“ Visi sorridenti” L’autismo non uccide il diritto all’identità

Il nuovo libro di Franco e Andrea Antonello, padre e figlio dopo il caso editoriale “Se ti abbraccio non avere paura”
Di Nicolò Menniti-ippolito

Si intitola “Sono graditi visi sorridenti”, ma potrebbe intitolarsi, come un disco di De Andrè, “In direzione ostinata e contraria”. Perché un ragazzo autistico che non parla, ma scrive un libro, significa spezzare una catena, contraddire ciò sembra compiuto una volta per tutte.

La storia è in parte nota, l’ha raccontata Fulvio Ervas in un bestseller ormai internazionale, “Se ti abbraccio non avere paura”. Oggi arriva in libreria l’altra parte della storia, o meglio la storia tutta intera e a raccontarla in prima persona sono i due protagonisti del libro di Ervas, Franco e Andrea Antonello.

“Sono graditi visi sorridenti” (Feltrinelli p.240, 18 euro) è la storia che precede e segue il viaggio in motocicletta raccontato in “Se ti abbraccio non avere paura”. È il racconto di come un ragazzo di Castelfranco ha avuto un figlio, ha scoperto che era autistico, ha lottato con tutte le sue forze perché non lo fosse, alla fine ha accettato, e ha deciso di dedicare a questo figlio, e agli altri come lui, la sua vita, creando una fondazione e cercando di fare capire cosa voglia dire la diversità e come si possa convivere con essa.
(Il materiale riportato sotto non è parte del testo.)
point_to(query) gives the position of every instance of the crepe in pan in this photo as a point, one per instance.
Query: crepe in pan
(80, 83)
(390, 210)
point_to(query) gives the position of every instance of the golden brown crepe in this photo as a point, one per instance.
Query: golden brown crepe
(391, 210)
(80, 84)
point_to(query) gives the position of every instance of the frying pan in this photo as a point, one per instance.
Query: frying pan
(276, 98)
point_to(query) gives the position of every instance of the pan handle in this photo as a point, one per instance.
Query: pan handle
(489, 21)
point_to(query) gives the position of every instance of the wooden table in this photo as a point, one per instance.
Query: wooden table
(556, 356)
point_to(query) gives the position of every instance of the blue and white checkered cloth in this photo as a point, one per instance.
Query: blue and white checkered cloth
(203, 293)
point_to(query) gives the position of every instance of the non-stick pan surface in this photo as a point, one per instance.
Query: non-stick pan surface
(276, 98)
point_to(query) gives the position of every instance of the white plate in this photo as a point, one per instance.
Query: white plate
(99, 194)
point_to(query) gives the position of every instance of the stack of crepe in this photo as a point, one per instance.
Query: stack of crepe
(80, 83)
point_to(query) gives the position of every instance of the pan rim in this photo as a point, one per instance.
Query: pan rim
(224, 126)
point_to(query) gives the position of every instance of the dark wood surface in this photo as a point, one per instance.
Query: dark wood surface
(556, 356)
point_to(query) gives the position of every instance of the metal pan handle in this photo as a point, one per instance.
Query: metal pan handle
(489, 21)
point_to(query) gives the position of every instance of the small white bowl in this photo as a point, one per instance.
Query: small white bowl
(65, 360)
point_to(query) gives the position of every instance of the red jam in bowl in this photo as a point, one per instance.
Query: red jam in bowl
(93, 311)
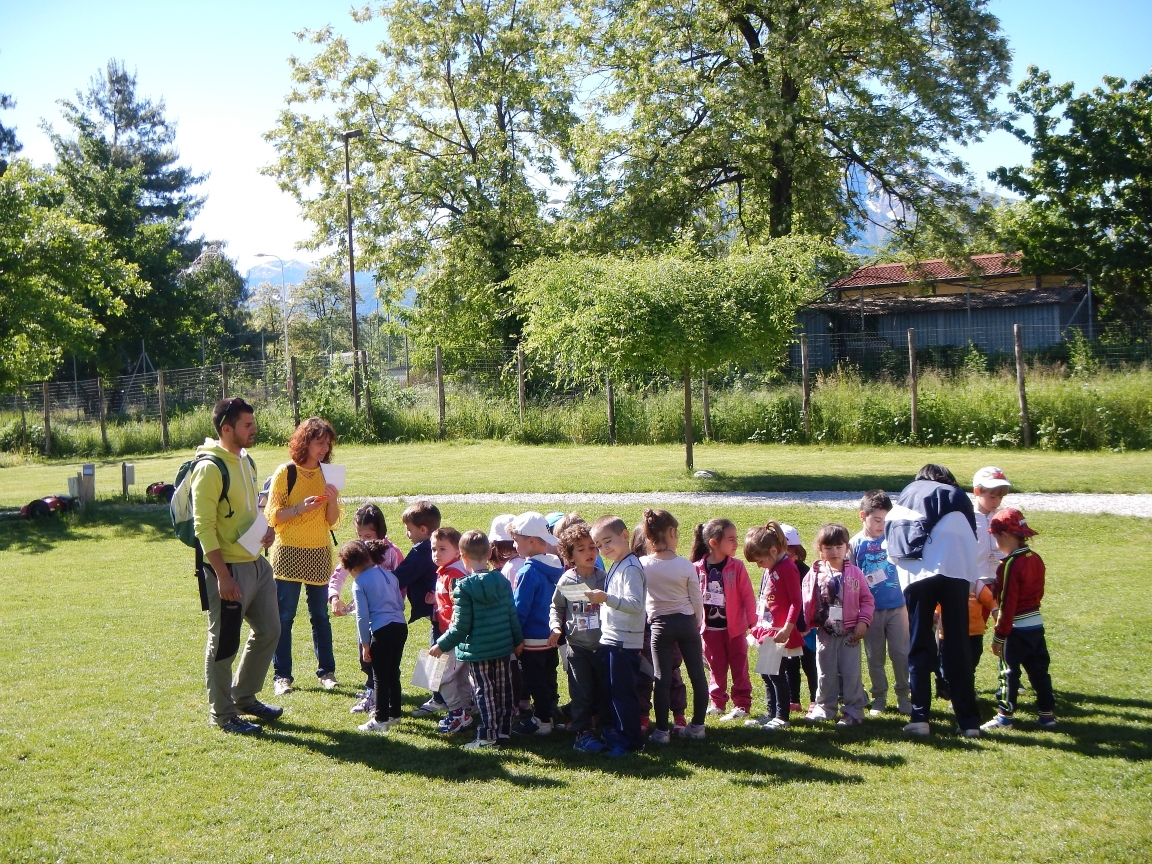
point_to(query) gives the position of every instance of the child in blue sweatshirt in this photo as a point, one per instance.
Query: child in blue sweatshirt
(536, 583)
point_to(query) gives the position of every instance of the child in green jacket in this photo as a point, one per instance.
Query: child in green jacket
(484, 631)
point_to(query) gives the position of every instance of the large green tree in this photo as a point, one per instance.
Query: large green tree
(464, 107)
(59, 278)
(1088, 187)
(121, 167)
(762, 118)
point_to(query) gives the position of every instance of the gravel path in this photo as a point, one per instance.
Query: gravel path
(1139, 505)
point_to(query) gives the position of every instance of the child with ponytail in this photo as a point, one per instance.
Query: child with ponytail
(778, 629)
(729, 611)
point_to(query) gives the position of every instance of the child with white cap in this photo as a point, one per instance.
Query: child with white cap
(990, 485)
(535, 584)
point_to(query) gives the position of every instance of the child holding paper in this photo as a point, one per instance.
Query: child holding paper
(484, 631)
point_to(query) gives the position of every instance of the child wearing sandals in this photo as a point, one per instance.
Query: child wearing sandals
(779, 611)
(839, 604)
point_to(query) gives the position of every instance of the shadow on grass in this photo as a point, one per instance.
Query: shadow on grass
(136, 522)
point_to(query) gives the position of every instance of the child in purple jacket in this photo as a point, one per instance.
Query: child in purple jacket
(839, 605)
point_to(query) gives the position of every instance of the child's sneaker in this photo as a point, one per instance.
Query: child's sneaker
(454, 722)
(588, 743)
(429, 709)
(482, 744)
(1000, 722)
(364, 705)
(691, 732)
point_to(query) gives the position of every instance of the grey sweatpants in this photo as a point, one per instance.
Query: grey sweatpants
(259, 608)
(888, 627)
(840, 680)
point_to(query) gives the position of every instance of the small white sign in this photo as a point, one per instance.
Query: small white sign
(335, 475)
(252, 539)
Ma è anche la storia di un ragazzo autistico, che anno dopo anno impara a scrivere su una tastiera lettere e poi parole, e alla fine diventa in grado di comunicare, sia pure per frammenti.

Se ciò che contraddistingue l’autismo è l’isolamento, l’incapacità di relazionarsi, Andrea Antonello si muove ostinatamente in direzione contraria, cercando parole, come quelle del titolo, per dire cosa vogliono i ragazzi autistici. “Visi sorridenti”, certamente, ma anche il riconoscimento del proprio dolore senza requie: “Vita bella sembra la nostra ma molto soffriamo ogni giorno. Io vorrei che si ricordasse anche questo”.

Le parole di Andrea nel libro non sono molte, qualche pagina appena, perché il suo modo di comunicare è faticoso e lapidario. Qualche volta c’è anche il timore di sovrinterpretare le sue parole, di leggervi un senso diverso da quello che hanno, ma non ha molta importanza perché il libro vuole altro: affermare un diritto alla parola, un diritto alla identità che l’autismo non uccide.

Per il resto il libro è la vicenda di Franco Antonello. Parte dall’albergo di famiglia, nel centro di Castelfranco. Prosegue coi sogni di un ragazzo che abbandona il posto in banca perché vuole altro. Arriva alla scoperta del Brasile come luogo di libertà. Si inchioda in un giorno preciso, quando tornando a casa scopre che qualcosa non va nel figlio di due anni e mezzo. Comincia il calvario delle diverse diagnosi, la sentenza finale: autismo. Ed allora sperare che non sia vero, cercare le cause, affidarsi a santoni di ogni continente: Africa, Brasile, medicine alternative, poi, improvviso, uno spiraglio che non ha a che fare con la speranza di una guarigione, ma semplicemente con la possibilità di trovare un canale per entrare in contatto col figlio. Antonello racconta un dramma e un lieto fine. Che non è la scomparsa della malattia, ma la possibilità di non viverla più come una condanna. È non vergognarsi più di quel che il figlio fa; è accorgersi che molto dipende dal mondo intorno. In Brasile la diversità non fa paura, a Castelfranco sì. Ma la paura si può vincere, si può imparare a non nascondersi più, si può attraversare l’America in motocicletta.

Significa -come dice Andrea al padre: “Non far vedere in trasmissione solo Andrea bravo devono vedermi nel mio problema”.

Il libro sostiene l’associazione “I bambini delle fate”.